‘I’m Not Single, I Have a Dog’
By Susan Hartzler
Commentary by Flavia Potenza
Once, marriage was the norm for adults. But now, for the first time since the Bureau of Labor Statistics began tracking these numbers in 1976, there are more single Americans than people who are married. About 50.2 percent — or 124.6 million American adults — are single.
This cannot be a review. Susan Hartzler was once, briefly, my boss. She has been a friend ever since. I was working for her public relations company, Alpha Dog PR, when this book was just an idea with big question marks hanging over it. We discussed it, played around with it, wrote, rewrote possible chapters and then the Great Recession hit. I was out of a job and she was out of her family home. We sat together for hours in her driveway as she sold everything she could. Still, we laughed a lot. Like her dogs, but completely her human self, Susan is smart, fun, funny, the best friend anyone could have...and wrote the book.
About I’m Not Single. I Have a Dog (McFarland & Company, Publishers)—At age 60, Susan Hartzler has learned to accept, even love, the single life, provided she has good friends and a dog or two by her side. Always attracted to the quintessential bad boy with his good looks and charming ways, she was sure she could change “the one” into a devoted partner and loving father, but her compulsive giving-and-fixing behaviors went hand in hand with her disappointing and disastrous romantic relationships. On a purposeful trip to the pound, she hoped to find a dog to care for, one that would sniff out the bad guys, give her a sense of purpose, and help her find meaning in her crazy world. Thoughtful and funny, this memoir follows Susan’s life through the many ups and downs on her way to finding unconditional love. Her journey is full of the hard decisions it took to learn to put herself first and stop staying in unhealthy relationships. By saving a dog, she rescues herself, learning to love herself as much as her dog loves her.

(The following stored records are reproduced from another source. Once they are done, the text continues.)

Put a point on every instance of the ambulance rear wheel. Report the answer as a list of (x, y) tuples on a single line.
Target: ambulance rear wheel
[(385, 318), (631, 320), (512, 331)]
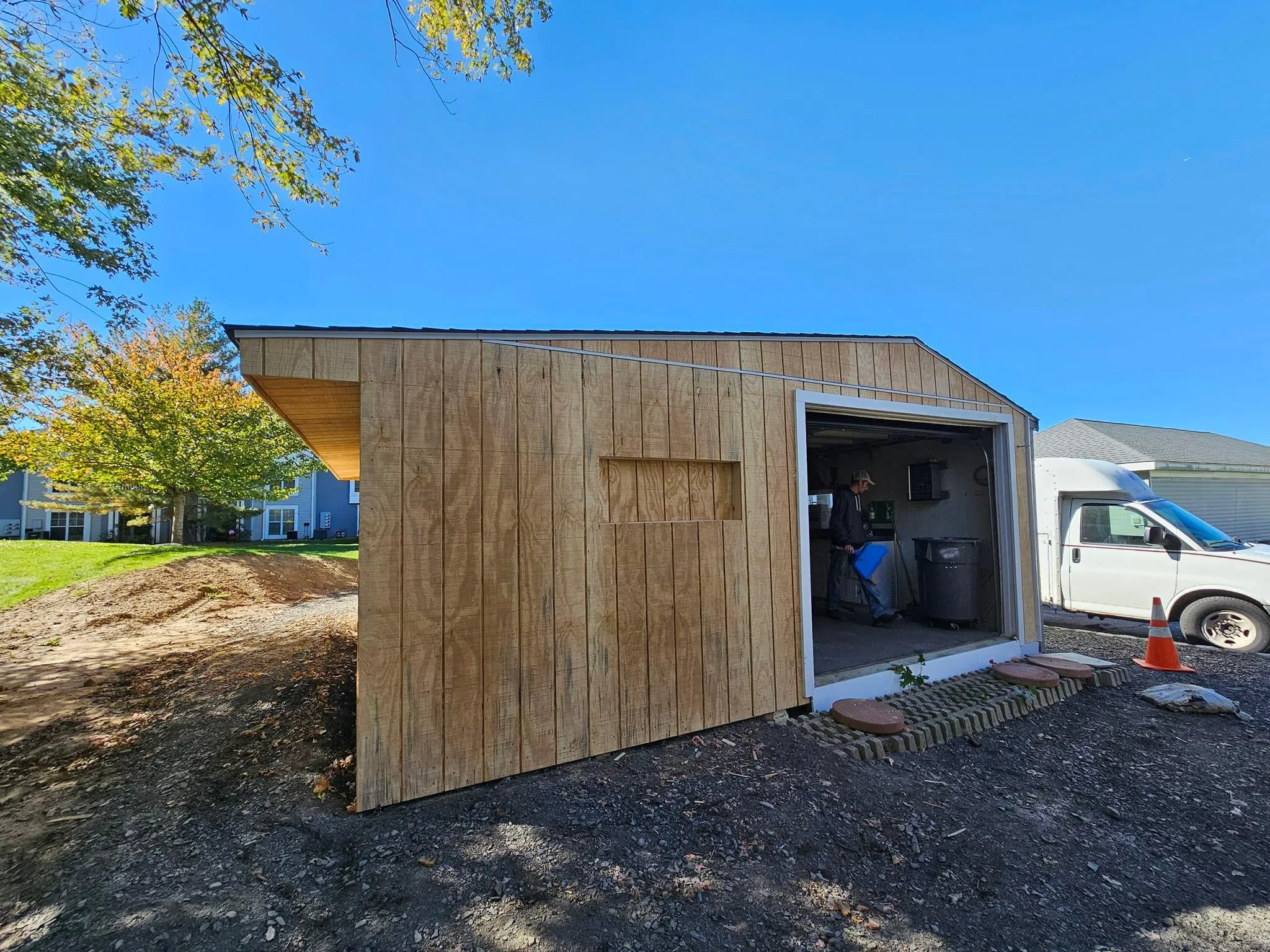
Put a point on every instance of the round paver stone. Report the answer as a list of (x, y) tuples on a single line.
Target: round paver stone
[(868, 716), (1026, 674), (1064, 667)]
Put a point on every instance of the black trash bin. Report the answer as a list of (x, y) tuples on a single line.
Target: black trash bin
[(948, 578)]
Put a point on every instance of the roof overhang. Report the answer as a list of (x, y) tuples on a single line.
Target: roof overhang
[(326, 413)]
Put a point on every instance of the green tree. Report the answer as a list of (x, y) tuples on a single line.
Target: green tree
[(83, 145), (150, 416)]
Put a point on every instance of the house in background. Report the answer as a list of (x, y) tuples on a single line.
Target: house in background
[(319, 507), (22, 521), (1225, 482)]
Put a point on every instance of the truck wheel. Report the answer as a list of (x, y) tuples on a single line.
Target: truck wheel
[(1227, 622)]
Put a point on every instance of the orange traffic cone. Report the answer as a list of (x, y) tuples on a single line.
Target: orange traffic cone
[(1161, 650)]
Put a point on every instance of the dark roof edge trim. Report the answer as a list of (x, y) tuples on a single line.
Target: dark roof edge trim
[(238, 332)]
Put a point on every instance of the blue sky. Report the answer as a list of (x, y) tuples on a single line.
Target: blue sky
[(1068, 200)]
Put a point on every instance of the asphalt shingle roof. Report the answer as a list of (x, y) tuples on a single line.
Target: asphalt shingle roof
[(1129, 443)]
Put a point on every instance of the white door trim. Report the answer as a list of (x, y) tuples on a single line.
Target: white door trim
[(295, 519), (1008, 541)]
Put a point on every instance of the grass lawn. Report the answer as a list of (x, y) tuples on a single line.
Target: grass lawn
[(30, 569)]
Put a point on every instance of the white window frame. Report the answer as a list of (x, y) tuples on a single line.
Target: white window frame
[(295, 521), (66, 528), (1006, 518)]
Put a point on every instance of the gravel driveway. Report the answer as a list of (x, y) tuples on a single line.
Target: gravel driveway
[(190, 822)]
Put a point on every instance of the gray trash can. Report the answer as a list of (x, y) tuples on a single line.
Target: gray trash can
[(948, 578)]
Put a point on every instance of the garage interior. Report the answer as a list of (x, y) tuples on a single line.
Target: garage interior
[(933, 511)]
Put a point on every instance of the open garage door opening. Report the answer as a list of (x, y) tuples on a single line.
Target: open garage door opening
[(941, 523)]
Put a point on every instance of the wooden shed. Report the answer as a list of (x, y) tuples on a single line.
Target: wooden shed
[(574, 542)]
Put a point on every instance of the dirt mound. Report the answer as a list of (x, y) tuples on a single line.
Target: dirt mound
[(205, 587)]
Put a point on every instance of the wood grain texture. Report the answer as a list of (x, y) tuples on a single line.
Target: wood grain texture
[(778, 416), (251, 357), (849, 357), (602, 644), (898, 372), (735, 558), (379, 604), (664, 719), (538, 696), (337, 358), (291, 357), (569, 551), (757, 537), (464, 575), (422, 569), (500, 635)]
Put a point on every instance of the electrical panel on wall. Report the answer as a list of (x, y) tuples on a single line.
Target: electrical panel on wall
[(926, 482)]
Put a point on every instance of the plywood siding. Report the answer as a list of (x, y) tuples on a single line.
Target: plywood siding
[(569, 552)]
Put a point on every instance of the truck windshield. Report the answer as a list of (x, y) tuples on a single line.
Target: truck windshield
[(1208, 536)]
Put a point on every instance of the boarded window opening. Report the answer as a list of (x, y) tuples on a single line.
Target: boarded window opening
[(672, 490)]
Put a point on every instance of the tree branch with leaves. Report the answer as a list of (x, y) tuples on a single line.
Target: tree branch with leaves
[(154, 416)]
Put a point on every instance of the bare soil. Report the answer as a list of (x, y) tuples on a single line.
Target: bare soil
[(56, 648), (183, 815)]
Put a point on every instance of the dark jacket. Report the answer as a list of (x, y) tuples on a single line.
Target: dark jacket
[(848, 523)]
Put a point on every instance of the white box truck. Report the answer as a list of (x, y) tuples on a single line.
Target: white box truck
[(1108, 546)]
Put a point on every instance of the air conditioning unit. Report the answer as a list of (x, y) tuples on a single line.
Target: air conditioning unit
[(926, 482)]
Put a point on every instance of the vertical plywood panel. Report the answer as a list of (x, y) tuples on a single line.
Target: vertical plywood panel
[(898, 371), (500, 619), (536, 558), (882, 368), (849, 358), (758, 541), (789, 683), (602, 644), (422, 568), (776, 425), (713, 633), (926, 361), (252, 357), (687, 626), (831, 364), (631, 635), (664, 706), (290, 357), (913, 371), (659, 550), (735, 559), (631, 578), (464, 578), (569, 547), (687, 570), (337, 358), (956, 377), (941, 381), (865, 369), (379, 607)]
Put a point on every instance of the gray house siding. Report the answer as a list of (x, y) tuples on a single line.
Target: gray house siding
[(11, 506), (1235, 506), (316, 494), (18, 488)]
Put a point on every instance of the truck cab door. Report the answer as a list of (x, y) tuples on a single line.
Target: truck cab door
[(1108, 564)]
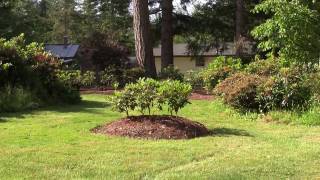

Susan Hartzler is an award-winning writer, blogger, and a public relations professional. She trains her own dogs, who are both working actors and models. A volunteer for Therapy Dogs International, she escorts her dogs to hospitals and schools to visit children in need.
She is also a two-time winner, one, the Angel on a Leash Award from the Dog Writer’s Association of America; and the Pawlitzer Prize from America’s most dog-friendly city, Carmel, CA, for two short stories, one published in New World Library’s “Dogs and the Women Who Love Them,” and Atria’s “The Divinity of Dogs.” Both stories were originally created as chapters in her book.